Three, no, four hours we lay there, you periodically groaning, punctuating the darkness with shrill, staccato yelps. I stroked your body, reminiscing sotto voce; recalling sunsets sailing toward Augustine in our lug-rigged ketch with spruce masts the color of your coat, long nights curled together, like now, in snow caves near the headwaters of the Placer River, years of playing stick in the surf on Homer Spit, warm and sunny spring afternoons Nordic skiing through big hemlock to Winner Creek, you flying ahead, ears and tail high, clearing trails of squirrels and magpies.
Finally, as you
trembled, no longer able to lift your head from the crook of my elbow, I awoke
from the past long enough to consider your struggle in the present. Bending near your ear, my lips brushing the fine, white hairs I
whispered, “It’s ok,
Forgive me, but
a below-zero February morning limits options. Now I struggle to figure out final
stuff, driving toward Girdwood with you, one last time riding shotgun.
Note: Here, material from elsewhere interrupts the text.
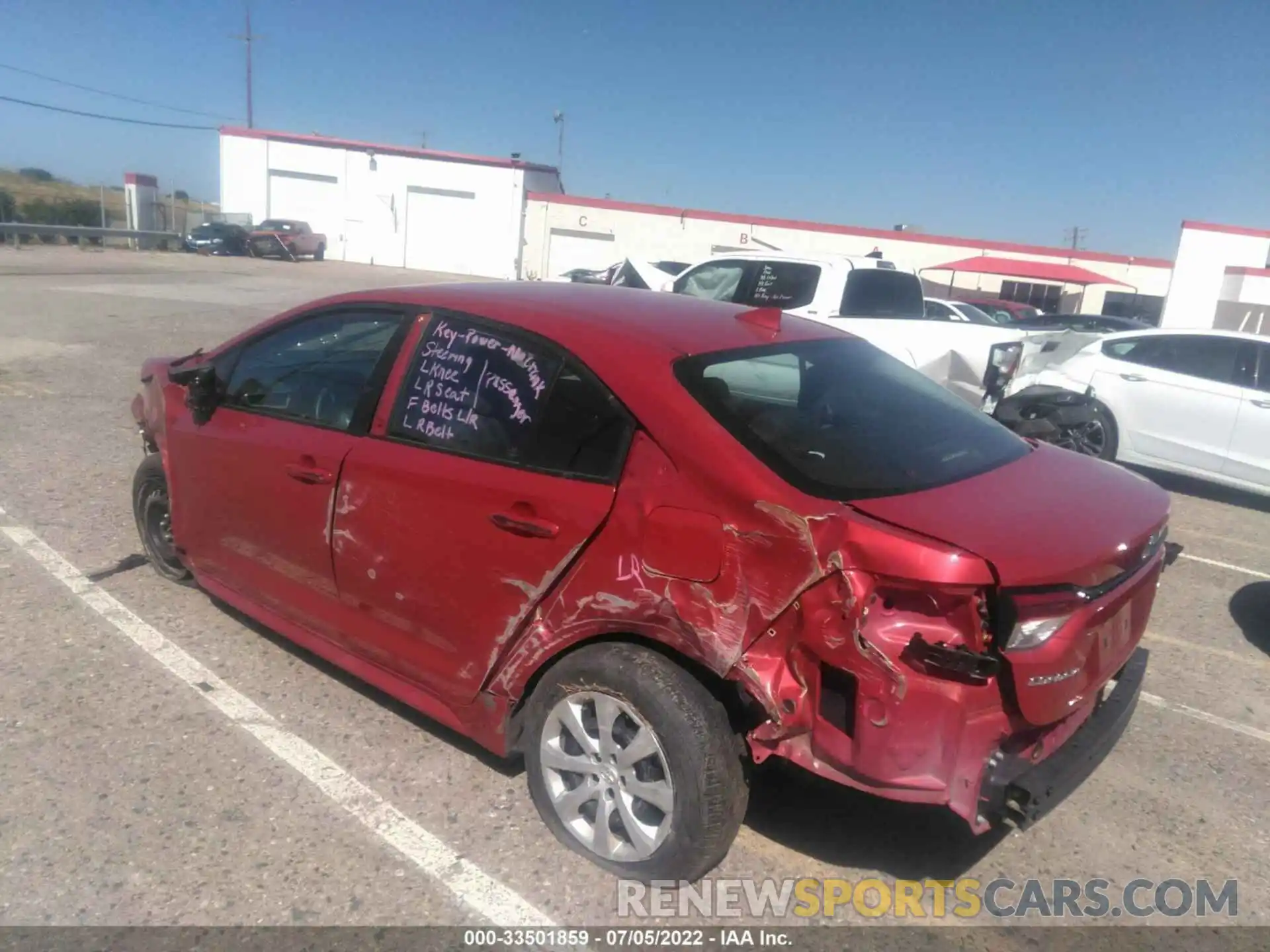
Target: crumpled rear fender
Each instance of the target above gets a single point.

I toss it
up to the One who always watched over us. Soon enough, the highway straightens
and I see those trees where you used to chase me chasing you, off toward
Parking, I gather you in my arms. It’s been a while since fresh snow and walking toward the trees I remember as our trees is easy, the only sounds the crunching of crusty frost beneath my boots, an occasional whine of studded tires careening around the curves below Penguin Ridge in the distance.
A hundred yards off the highway I lay you down, below the high water mark, near the ebbing shoreline. Kneeling and kissing your nose, I repeat my promise. If I had a tail, I’d wag it. Were it possible, I’d lie this carcass down and ask the rising tide to take me too.